Edit: Maybe it you could print the tensor shapes going in and out of the net and into the criterion to see.

2 Likes

Dear Thomas,

You are right (sorry for not being clear, I am not 100% sure what I am doing and how it is called, as it is my first time. It is finally clear what sequence is.) : I have X_batch of shape 1 x 129 x 39 and I intend to use 129 as the sequence length. So I add batch_first=True , as you advised, and will try to make it work. Now I finally understand what the phrase in documentation meant… batch_first – If True , then the input and output tensors are provided as (batch, seq, feature).
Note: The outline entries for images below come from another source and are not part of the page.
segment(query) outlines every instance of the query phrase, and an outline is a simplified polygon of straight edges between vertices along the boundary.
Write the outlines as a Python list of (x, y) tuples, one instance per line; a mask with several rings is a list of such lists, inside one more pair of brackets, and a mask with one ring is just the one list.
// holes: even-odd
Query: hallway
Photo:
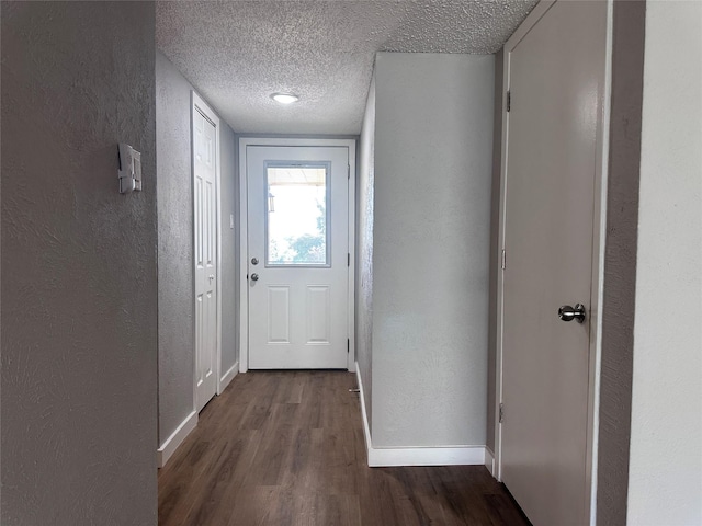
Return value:
[(159, 471), (159, 525), (526, 525), (483, 466), (367, 468), (355, 376), (249, 371)]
For Y I have a label for each time stamp. So in case of X_batch of shape 1 x 129 x 39 I have 129 labels related to it.

At the moment I just set it to run with batch first true and I am on the epoch 1 stuck for a while (so it got much slower if will work at all). I will report here on the results.

Best regards, Alice

update:
I only added batch first and it works. But takes much longer. I provide the output below (got a bit better but still loss gets stuck).
Thank you for spotting this mistake.

Answering about the sizes:
X_batch shape is ([1, 129, 39])
y_batch is ([129])

in this line outputs = net(X_batch) the outputs size is torch.Size([1, 129, 2])
therefore
I have the next line outputs = outputs.view(batch_size,output_size) so that the shape is then torch.Size([129, 2]) so that it works for the loss function.
One column is for the class 0 and another for class 1 (their sum is 1). I understand that 1 column in this case would be enough to predict, but the Cross Entropy Loss function, that I use because I need to assign weights, requires such a shape of outputs…
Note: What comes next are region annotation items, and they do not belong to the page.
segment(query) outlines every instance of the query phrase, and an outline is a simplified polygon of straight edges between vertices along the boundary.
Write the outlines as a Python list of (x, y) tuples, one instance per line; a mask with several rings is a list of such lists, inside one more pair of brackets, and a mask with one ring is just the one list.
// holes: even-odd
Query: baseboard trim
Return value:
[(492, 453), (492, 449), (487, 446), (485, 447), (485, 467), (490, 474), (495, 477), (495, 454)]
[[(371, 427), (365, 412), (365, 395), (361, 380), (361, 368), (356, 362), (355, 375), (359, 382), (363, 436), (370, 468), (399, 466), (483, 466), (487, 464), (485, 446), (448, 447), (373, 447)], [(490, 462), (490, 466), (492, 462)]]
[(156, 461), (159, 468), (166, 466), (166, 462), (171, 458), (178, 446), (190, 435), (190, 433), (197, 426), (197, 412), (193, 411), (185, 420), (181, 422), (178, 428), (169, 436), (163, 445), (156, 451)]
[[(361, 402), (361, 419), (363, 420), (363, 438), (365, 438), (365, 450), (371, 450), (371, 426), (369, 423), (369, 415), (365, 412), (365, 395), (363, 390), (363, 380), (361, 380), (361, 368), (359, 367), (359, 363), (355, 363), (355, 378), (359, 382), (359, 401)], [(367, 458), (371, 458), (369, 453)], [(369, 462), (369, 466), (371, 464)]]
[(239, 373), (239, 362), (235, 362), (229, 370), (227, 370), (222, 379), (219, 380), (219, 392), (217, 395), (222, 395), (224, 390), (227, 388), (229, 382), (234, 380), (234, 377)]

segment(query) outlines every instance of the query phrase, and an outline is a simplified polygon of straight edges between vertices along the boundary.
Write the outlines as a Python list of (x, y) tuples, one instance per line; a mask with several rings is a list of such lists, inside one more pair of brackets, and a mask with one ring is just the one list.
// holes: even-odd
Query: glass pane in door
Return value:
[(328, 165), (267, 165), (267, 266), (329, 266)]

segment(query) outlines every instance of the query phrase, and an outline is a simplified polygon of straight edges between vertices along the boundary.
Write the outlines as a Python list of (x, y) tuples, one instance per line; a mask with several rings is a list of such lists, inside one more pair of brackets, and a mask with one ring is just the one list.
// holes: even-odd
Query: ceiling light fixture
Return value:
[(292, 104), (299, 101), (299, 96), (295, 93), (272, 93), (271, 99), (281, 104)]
So, after correcting the mistake that you spotted I have the following output
(weirdly only 4 epochs seems enough to stabilize that bad training loss):

Epoch [1] out of 5
Training loss: 0.591… Validation loss: 0.576…
PR AUC: 0.176

Epoch [2] out of 5
Training loss: 0.575… Validation loss: 0.573…

Epoch [3] out of 5
Training loss: 0.573… Validation loss: 0.572…

Epoch [4] out of 5
Training loss: 0.573… Validation loss: 0.571…

Epoch [5] out of 5
Training loss: 0.572… Validation loss: 0.571…
Finished Training
starttime = 2020-09-29 15:28:55.419550
now = 2020-09-29 18:00:04.417759

Maybe you can push up the learning rate a bit to see what happens.

1 Like

Dear Tom,

Thank you, I will keep trying! With hidden layer size, with LSTM layers, with learning rate.

For me it is priceless that someone who understands “what s going on in this crazy nn world” read my code, spotted BIG conceptual mistake about batching and (as there were no comments) confirmed that somehow the rest in general resembles how it should look like. Thank you!